The *left limit* of a function at a value \(a\) is the value the function should have to be connected to the branch on the left of the point, say \(L_{-}\), and is written \begin{equation*} \lim_{x \to a^{-}} f(x) = L_{-}. \end{equation*} The *right limit* of a function at \(a\) is the value the function should have to be connected to the branch on the right of the point, say \(L_{+}\), and is written \begin{equation*} \lim_{x \to a^{+}} f(x) = L_{+}.\end{equation*} If both sides would connect to the same point (\(L_{-}=L_{+}=L\)) then we say the limit at \(a\) exists and equals \(L\) \begin{equation*} \lim_{x \to a} f(x) = L. \end{equation*}

The definition of limits allow us to establish a precise definition of a function being continuous.

A function \(f\) is continuous at \(a\) if all of the following are satisfied:

- The limit of \(f\) at \(a\) exists.
- The value \(a\) is in the domain of \(f\), so that \(f(a)\) exists.
- \(\displaystyle \lim_{x \to a}f(x) = f(a)\).

If the definition of continuity is true for either the left or right limit individually, then we say the function is left- or right-continuous at the point.
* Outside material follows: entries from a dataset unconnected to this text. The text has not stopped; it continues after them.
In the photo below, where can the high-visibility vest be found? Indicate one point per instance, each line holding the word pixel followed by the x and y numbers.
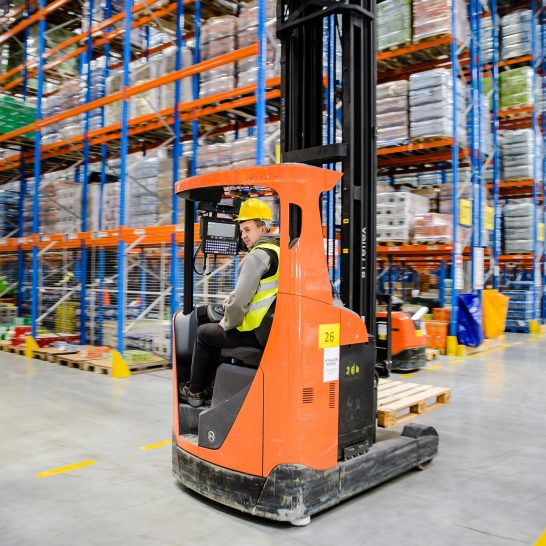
pixel 264 297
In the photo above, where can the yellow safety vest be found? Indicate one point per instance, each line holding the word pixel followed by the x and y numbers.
pixel 264 297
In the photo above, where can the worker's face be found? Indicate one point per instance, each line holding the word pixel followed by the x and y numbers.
pixel 251 232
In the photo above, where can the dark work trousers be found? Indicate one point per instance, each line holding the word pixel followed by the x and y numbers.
pixel 209 342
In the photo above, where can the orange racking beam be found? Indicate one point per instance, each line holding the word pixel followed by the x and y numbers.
pixel 97 43
pixel 150 236
pixel 102 136
pixel 14 12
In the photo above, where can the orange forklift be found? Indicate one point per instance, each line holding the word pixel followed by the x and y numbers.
pixel 291 430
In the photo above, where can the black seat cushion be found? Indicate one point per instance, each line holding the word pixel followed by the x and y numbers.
pixel 248 356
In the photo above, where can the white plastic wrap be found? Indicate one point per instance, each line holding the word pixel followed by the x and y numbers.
pixel 433 18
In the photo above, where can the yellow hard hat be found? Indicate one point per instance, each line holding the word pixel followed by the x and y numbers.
pixel 254 209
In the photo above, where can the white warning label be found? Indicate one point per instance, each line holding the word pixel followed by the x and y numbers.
pixel 331 364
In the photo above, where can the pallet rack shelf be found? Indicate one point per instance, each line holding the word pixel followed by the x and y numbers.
pixel 183 123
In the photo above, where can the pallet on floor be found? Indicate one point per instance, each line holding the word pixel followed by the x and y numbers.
pixel 487 345
pixel 399 401
pixel 431 354
pixel 104 365
pixel 50 354
pixel 517 329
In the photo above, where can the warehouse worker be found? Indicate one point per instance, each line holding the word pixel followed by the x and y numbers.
pixel 245 308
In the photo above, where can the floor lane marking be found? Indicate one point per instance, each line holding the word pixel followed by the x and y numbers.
pixel 489 351
pixel 62 469
pixel 541 539
pixel 157 444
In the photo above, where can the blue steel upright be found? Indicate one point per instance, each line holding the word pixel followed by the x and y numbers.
pixel 537 171
pixel 87 58
pixel 177 152
pixel 496 152
pixel 455 175
pixel 122 281
pixel 104 160
pixel 37 171
pixel 542 19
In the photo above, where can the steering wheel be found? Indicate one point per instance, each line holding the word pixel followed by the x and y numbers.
pixel 215 312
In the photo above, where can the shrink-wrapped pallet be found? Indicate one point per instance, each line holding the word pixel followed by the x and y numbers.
pixel 516 34
pixel 518 154
pixel 393 23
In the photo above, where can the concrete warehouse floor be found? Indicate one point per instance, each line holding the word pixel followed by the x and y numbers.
pixel 486 487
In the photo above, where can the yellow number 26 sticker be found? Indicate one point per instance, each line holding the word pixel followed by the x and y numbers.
pixel 328 335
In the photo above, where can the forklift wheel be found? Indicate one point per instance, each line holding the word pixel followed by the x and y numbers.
pixel 424 465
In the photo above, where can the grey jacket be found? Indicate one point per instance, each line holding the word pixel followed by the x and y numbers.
pixel 250 271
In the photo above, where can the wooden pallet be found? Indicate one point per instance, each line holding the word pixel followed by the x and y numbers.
pixel 104 366
pixel 50 354
pixel 487 345
pixel 430 138
pixel 431 354
pixel 399 401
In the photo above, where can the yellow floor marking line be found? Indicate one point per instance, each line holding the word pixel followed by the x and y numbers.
pixel 63 469
pixel 157 444
pixel 489 351
pixel 541 539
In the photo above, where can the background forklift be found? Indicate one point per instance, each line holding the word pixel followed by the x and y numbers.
pixel 292 431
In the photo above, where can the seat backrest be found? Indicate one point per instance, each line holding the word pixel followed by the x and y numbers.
pixel 262 332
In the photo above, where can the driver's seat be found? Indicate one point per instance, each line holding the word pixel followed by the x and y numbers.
pixel 250 356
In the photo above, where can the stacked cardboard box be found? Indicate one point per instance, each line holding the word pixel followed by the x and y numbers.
pixel 516 87
pixel 518 154
pixel 392 113
pixel 518 227
pixel 433 18
pixel 394 26
pixel 516 34
pixel 396 212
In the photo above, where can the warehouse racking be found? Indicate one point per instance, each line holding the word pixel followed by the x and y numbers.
pixel 113 278
pixel 481 260
pixel 72 275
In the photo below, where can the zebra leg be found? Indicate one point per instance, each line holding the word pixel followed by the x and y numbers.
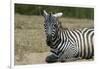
pixel 51 58
pixel 70 59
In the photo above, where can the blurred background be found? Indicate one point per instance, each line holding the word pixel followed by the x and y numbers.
pixel 29 34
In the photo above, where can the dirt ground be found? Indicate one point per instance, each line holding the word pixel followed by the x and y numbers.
pixel 30 45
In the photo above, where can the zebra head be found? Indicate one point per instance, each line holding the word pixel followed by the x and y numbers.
pixel 51 24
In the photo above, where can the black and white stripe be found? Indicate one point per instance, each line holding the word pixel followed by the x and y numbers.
pixel 67 44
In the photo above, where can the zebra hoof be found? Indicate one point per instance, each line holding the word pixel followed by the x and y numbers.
pixel 51 59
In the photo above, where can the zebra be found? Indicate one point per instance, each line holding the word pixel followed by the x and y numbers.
pixel 65 44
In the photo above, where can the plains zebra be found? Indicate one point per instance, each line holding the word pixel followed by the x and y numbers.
pixel 65 44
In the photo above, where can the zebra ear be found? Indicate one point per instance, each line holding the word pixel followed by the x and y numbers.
pixel 45 13
pixel 58 14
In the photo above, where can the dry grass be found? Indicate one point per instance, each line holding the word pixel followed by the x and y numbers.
pixel 30 35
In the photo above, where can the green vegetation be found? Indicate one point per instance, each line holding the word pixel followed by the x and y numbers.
pixel 73 12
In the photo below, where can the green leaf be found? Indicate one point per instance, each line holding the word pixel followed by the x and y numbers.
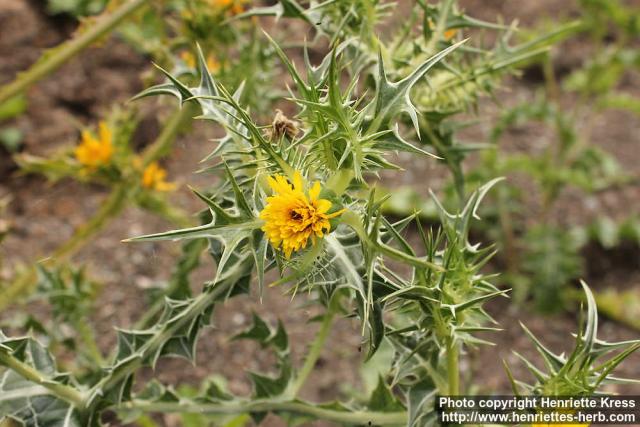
pixel 383 400
pixel 393 98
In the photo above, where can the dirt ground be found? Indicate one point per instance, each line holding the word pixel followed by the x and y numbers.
pixel 44 215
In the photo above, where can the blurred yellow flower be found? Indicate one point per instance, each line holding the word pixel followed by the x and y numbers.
pixel 190 60
pixel 154 178
pixel 92 152
pixel 235 7
pixel 292 215
pixel 449 34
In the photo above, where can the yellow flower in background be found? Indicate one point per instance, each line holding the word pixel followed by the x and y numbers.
pixel 292 215
pixel 235 7
pixel 154 178
pixel 449 34
pixel 93 152
pixel 190 60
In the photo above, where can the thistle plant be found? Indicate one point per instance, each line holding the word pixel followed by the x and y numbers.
pixel 296 209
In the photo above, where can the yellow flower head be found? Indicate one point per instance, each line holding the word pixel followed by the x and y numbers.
pixel 293 215
pixel 153 178
pixel 235 7
pixel 190 60
pixel 93 152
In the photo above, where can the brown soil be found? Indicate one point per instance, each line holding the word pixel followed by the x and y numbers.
pixel 44 215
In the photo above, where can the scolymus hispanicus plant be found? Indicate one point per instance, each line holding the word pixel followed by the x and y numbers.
pixel 294 208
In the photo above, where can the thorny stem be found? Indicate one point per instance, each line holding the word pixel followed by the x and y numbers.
pixel 356 417
pixel 114 204
pixel 315 349
pixel 49 63
pixel 59 390
pixel 453 372
pixel 89 340
pixel 340 181
pixel 438 33
pixel 195 308
pixel 351 219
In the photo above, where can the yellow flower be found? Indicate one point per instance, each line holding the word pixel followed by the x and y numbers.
pixel 93 152
pixel 449 34
pixel 153 178
pixel 190 60
pixel 235 7
pixel 293 215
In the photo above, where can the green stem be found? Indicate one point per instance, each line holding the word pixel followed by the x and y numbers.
pixel 340 181
pixel 355 417
pixel 453 372
pixel 111 207
pixel 61 54
pixel 315 349
pixel 89 340
pixel 59 390
pixel 195 308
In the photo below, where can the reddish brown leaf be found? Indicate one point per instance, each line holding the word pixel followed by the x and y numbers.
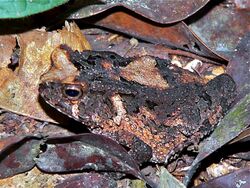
pixel 87 151
pixel 175 36
pixel 19 156
pixel 239 178
pixel 222 27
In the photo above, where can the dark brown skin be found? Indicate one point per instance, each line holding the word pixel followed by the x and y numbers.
pixel 156 108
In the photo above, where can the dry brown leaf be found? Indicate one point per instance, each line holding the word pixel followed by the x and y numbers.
pixel 7 44
pixel 19 88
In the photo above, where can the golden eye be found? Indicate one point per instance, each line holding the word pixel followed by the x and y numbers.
pixel 72 92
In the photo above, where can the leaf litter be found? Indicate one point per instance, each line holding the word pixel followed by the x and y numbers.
pixel 19 84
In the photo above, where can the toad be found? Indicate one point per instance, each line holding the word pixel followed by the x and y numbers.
pixel 145 103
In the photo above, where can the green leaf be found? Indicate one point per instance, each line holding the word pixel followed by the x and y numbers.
pixel 22 8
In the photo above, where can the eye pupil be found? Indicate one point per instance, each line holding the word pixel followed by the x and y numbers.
pixel 72 92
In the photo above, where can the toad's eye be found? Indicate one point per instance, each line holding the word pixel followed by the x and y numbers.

A function that is continuous at a point is both left- and right-continuous.

For the function whose graph is shown below, determine the limits and whether the function is continuous at each of the points, \(x \in \{-1, 0, 2, 3, 4\}\).

The examples used to illustrate the ideas of limits and continuity were based on graphical representations of functions. In order to see an algebraic representation of this type of function, we need to use what are called piecewise functions. In these functions, a different formula is used for different pieces of the domain.

Consider the following piecewise function. \begin{equation*}f(x) = \begin{cases} 2x-5, & x \lt 2, \\ 4, & x=2, \\ 4-3x, & x \gt 2 \end{cases} \end{equation*} Evaluate the limits of \(f(x)\) at each of the points \(x \in \{0, 2, 4\}\) and determine if the function is continuous.